O fluxo do festival era organizado no dia-a-dia e pautava a divisão em mostras. Todo dia, dois filmes estreavam na competitiva na Sala Claro do Museu Oscar Niemeyer (MON), com direito a pipoca gratuita e um drink fornecido antes da sessão (não era permitido adentrar o espaço com bebidas alcoólicas). No dia seguinte, para quem perdeu a estreia, os filmes passavam pela segunda vez, ou na Cinemateca de Curitiba, ou no Cine Passeio.
A emoção de fazer parte como público se fez presente com as cédulas de votação, entregue em todas as sessões de competitivas, com notas de 1 a 4. Nos longas, era um papel em formato de cartão que para votar se rasgava o canto da sua nota. Já nos curtas, como as sessões contavam com 3 a 4 filmes, o papel necessitava de uma caneta para marcar a nota. Foram 8 longas da competição brasileira e 6 da internacional. Os curtas, perdi as contas, mas só consegui assistir 4 pelos horários das sessões.
Já falamos aqui anteriormente sobre o Olhar Retrospectivo, mostra que homenageia a filmografia de um diretor por ano — e que esse ano contemplou Agnès Varda. Todas as sessões que estive parte estavam lotadas e consegui ver muitos filmes essenciais que ainda me faltavam, como Catadores e Eu (2000) e Saudações, Cubanos! (1963). Ainda olhando para o passado, o Olhar Clássico trouxe obras efemérides, como A Greve (1925), filme centenário de Sergei Eisenstein, e filmes de diretores recém falecidos, como A Grande Cidade (1966) de Cacá Diegues e Eraserhead (1977) de David Lynch.
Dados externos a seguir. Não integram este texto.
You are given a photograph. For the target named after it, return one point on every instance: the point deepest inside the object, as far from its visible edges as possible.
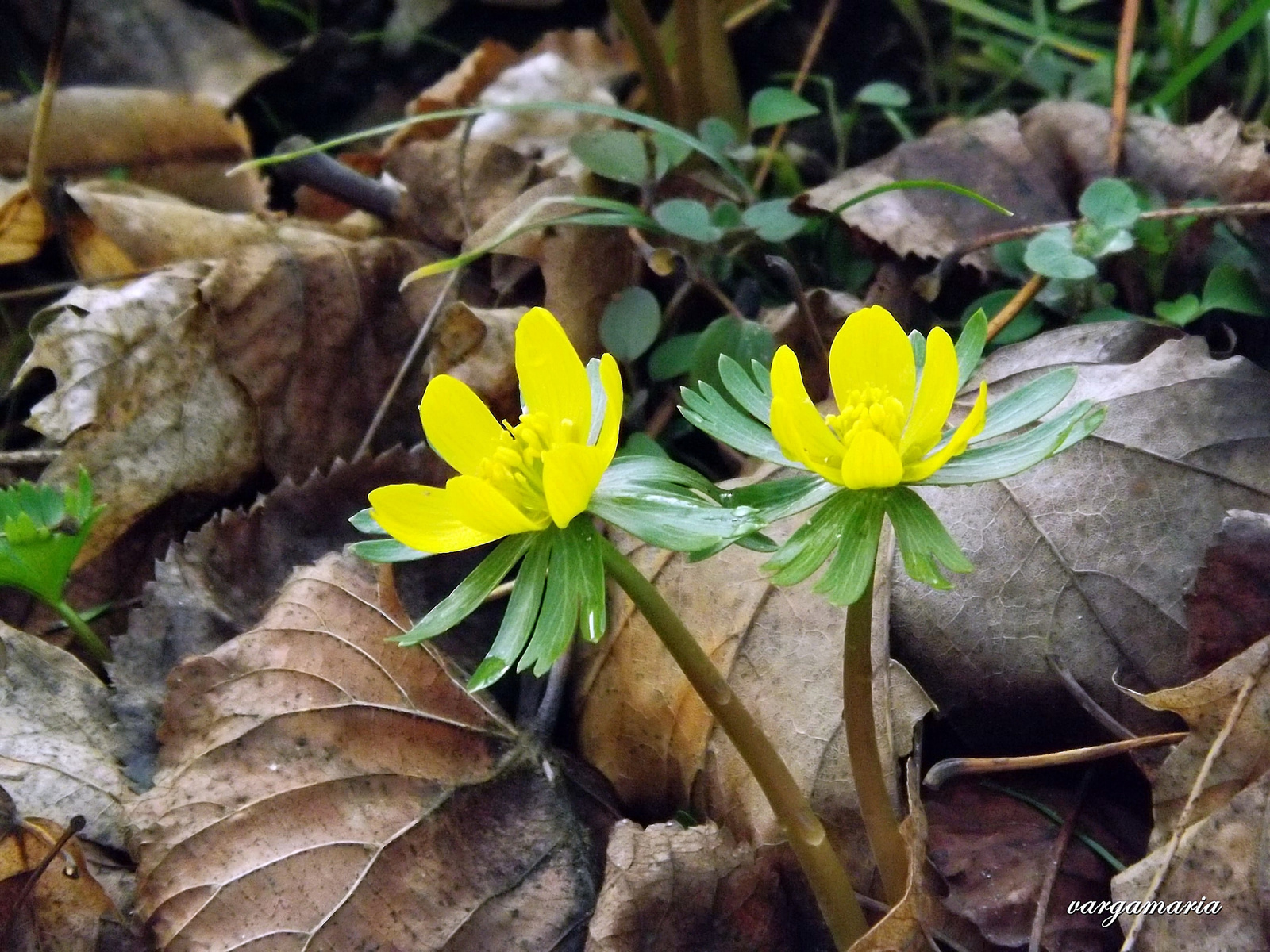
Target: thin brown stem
(806, 835)
(956, 767)
(861, 731)
(37, 155)
(804, 70)
(1121, 89)
(1056, 863)
(1014, 306)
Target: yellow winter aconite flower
(887, 425)
(512, 479)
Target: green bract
(848, 524)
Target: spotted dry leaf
(323, 787)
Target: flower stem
(806, 837)
(88, 638)
(857, 719)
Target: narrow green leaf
(756, 401)
(387, 550)
(469, 594)
(774, 106)
(365, 522)
(558, 619)
(709, 410)
(1026, 404)
(522, 612)
(922, 539)
(1013, 456)
(852, 565)
(812, 543)
(969, 347)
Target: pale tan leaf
(679, 890)
(140, 400)
(321, 786)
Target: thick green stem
(87, 636)
(857, 719)
(664, 98)
(806, 837)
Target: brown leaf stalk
(882, 825)
(806, 835)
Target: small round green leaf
(1051, 254)
(774, 221)
(687, 219)
(1110, 203)
(718, 133)
(615, 154)
(774, 106)
(886, 94)
(1181, 311)
(630, 324)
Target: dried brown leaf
(781, 651)
(173, 143)
(1086, 556)
(675, 889)
(314, 336)
(1229, 609)
(61, 912)
(323, 786)
(56, 739)
(141, 403)
(456, 89)
(994, 854)
(220, 579)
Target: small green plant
(44, 531)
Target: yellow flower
(512, 479)
(887, 425)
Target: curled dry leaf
(173, 143)
(1229, 609)
(781, 651)
(220, 579)
(1086, 556)
(314, 336)
(140, 400)
(56, 739)
(64, 912)
(152, 44)
(1222, 854)
(321, 786)
(994, 854)
(675, 889)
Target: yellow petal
(478, 505)
(791, 429)
(802, 435)
(552, 378)
(423, 518)
(872, 463)
(460, 428)
(611, 380)
(571, 474)
(933, 397)
(969, 428)
(872, 351)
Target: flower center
(869, 409)
(516, 471)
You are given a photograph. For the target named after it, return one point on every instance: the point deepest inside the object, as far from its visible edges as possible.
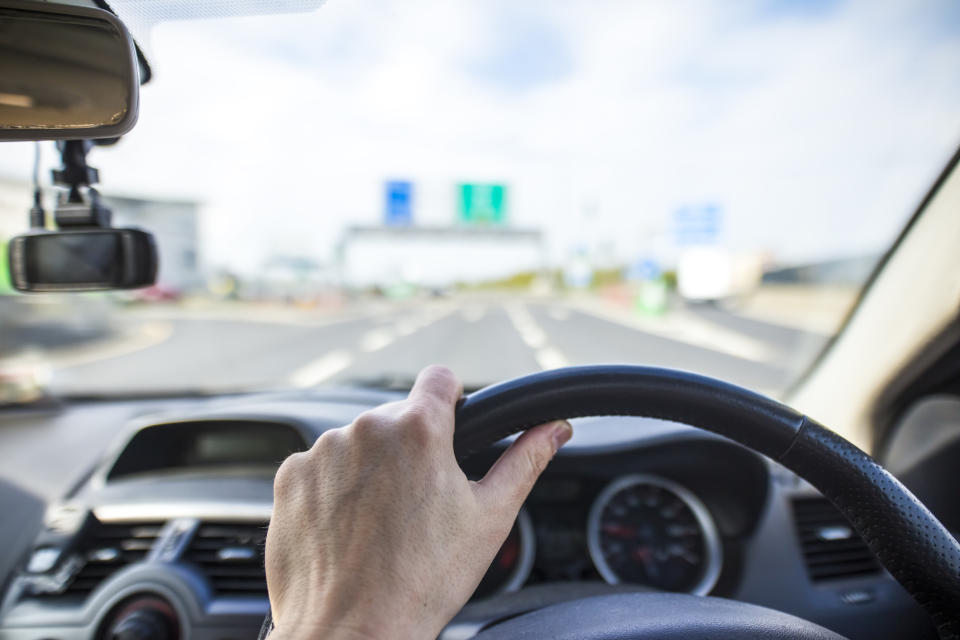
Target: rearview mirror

Além disso, havia uma parte do festival destinada a estreias brasileiras de filmes fora de competição, as chamadas Exibições Especiais, onde vi Tardes de Solidão (2024), de Albert Serra, e Hot Milk (2025), de Rebecca Lenkiewicz, que chegará na MUBI ainda esse ano. Outra programação especial que pude acompanhar foi a de Pequenos Olhares, curtas infantis que passaram no Cine Passeio e no Teatro da Vila. Em uma dessas sessões, as equipes de dois dos três curtas que passaram estavam sentadas ao meu lado e falaram sobre a produção daqueles filmes.
Falando em sentar do lado, frequentar os mesmos espaços que pessoas tão importantes do cinema nacional também é parte do festival. Pude conversar com equipes de filmes, atores, diretores, produtores, todos ao alcance. Vi um filme no Cine Passeio ao lado de Marieta Severo, assisti a estreia de Aurora (2025) no MON uma fileira atrás do diretor do filme, João Vieira Torres, e o diretor assistente, Marcelo Caetano, que dirigiu o aclamado Baby (2024).”
Fechando a cortina (por ora)
Mas, além da vasta programação de filmes, nossa equipe também contou com uma representante presente em uma das oficinas oferecidas pelo festival. Sophia Dias, diretora de arte da Repeteco, foi selecionada para participar da Oficina de Direção Cinematográfica, ministrada pelo diretor e roteirista Bruno Costa, que hoje atua na direção de episódios da série Cidade de Deus.
“A sala estava bem cheia, todos faziam muitas perguntas, estavam bem interessados. Vi um pessoal mais velho perto de mim comentando sobre isso, inclusive. Sobre esse interesse da galera mais jovem e como estavam aproveitando a oportunidade de estar nesse espaço. No geral, foi muito proveitoso, durante os dois dias de oficina aprendi muito com o Bruno Costa, que também foi muito atencioso e sempre aberto conversar com as pessoas, mesmo após o fim das aulas.", conta Sophia.
A oferta de uma programação cinematográfica alternativa à exibição de filmes comprova esse aspecto importante do festival, que ressaltamos tanto ao longo do texto de hoje: o fato de operar também como lugar de troca, aprendizado e formação, assim como um ponto de encontro entre diferentes gerações e trajetórias. Entre quem já faz e quem está começando a fazer.
Esperamos poder acumular cada vez mais experiências como essa, em eventos que também nos permitam encontrar e explorar subjetividades e perspectivas próprias com tanta clareza. Acima de tudo, a Repeteco é feita dessas experiências, se alimenta desses contatos inesperados e vivências que sempre rendem um texto ou outro. Um desenho também, claro.
Ao Olhar de Cinema, nosso muito obrigado. E até logo.